Standard Chartered: Oil Markets Have Room to Absorb Additional OPEC+ Supply

Government View Editorial
2 Min Read

Standard Chartered analysts have signaled confidence in the oil market’s resilience, stating that global supply and demand dynamics are well-positioned to absorb additional barrels from OPEC+ without significant disruption. The comment comes amid speculation that the oil-producing bloc may loosen production quotas as early as August.

According to the bank’s latest energy outlook, even if OPEC+ increases production volumes in the second half of 2025, market fundamentals remain robust enough to handle the supply uptick—thanks to stable demand growth, steady consumption in Asia, and improved inventory management across OECD countries.


Key Market Signals

  • Oil demand is trending upward, especially in Asia and parts of Latin America, where industrial output and transportation fuel consumption remain strong.
  • Inventory levels are currently near five-year averages, meaning there’s flexibility in storage capacity to accommodate temporary supply increases.
  • Refining capacity and throughput are healthy, particularly in India, China, and the Middle East, ensuring crude oil has destinations for processing.
  • Brent and WTI prices have stabilized, with both benchmarks maintaining a broad support range despite occasional geopolitical volatility.

No Structural Oversupply Risk

Standard Chartered emphasized that the feared risk of structural oversupply is overstated, particularly because many OPEC+ countries are still struggling to hit their current quotas due to underinvestment, logistical constraints, and geopolitical instability.

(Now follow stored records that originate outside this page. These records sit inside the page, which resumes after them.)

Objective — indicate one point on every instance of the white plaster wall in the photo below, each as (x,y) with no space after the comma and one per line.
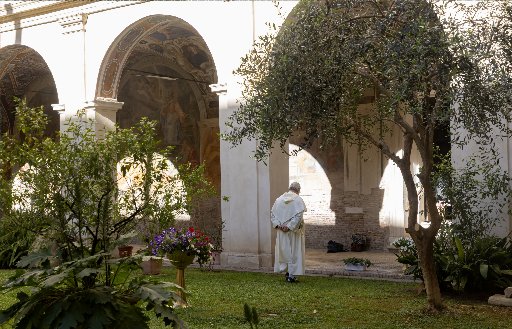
(460,155)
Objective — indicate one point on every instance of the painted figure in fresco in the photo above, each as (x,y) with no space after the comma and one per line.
(172,118)
(287,218)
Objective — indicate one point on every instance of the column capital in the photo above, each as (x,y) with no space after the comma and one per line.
(219,88)
(73,23)
(104,104)
(59,108)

As a result, any increase in the official quota is unlikely to translate into a significant flood of oil into the market.

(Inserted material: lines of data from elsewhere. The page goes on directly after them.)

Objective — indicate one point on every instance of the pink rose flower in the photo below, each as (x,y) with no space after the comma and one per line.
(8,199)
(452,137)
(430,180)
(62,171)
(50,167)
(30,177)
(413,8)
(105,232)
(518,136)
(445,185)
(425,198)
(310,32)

Implications for Policy and Investment

The analysis supports a more flexible production stance by OPEC+ in the near term, offering the bloc breathing room to adjust without risking major price corrections. It also reinforces the view that energy investors may see continued price stability in the $70–$85 per barrel range, assuming there are no major economic shocks.

In conclusion, Standard Chartered’s perspective reflects a measured optimism, suggesting that global oil markets are structurally sound and capable of absorbing incremental increases from OPEC+—a signal that may reassure both producers and consumers heading into the second half of the year.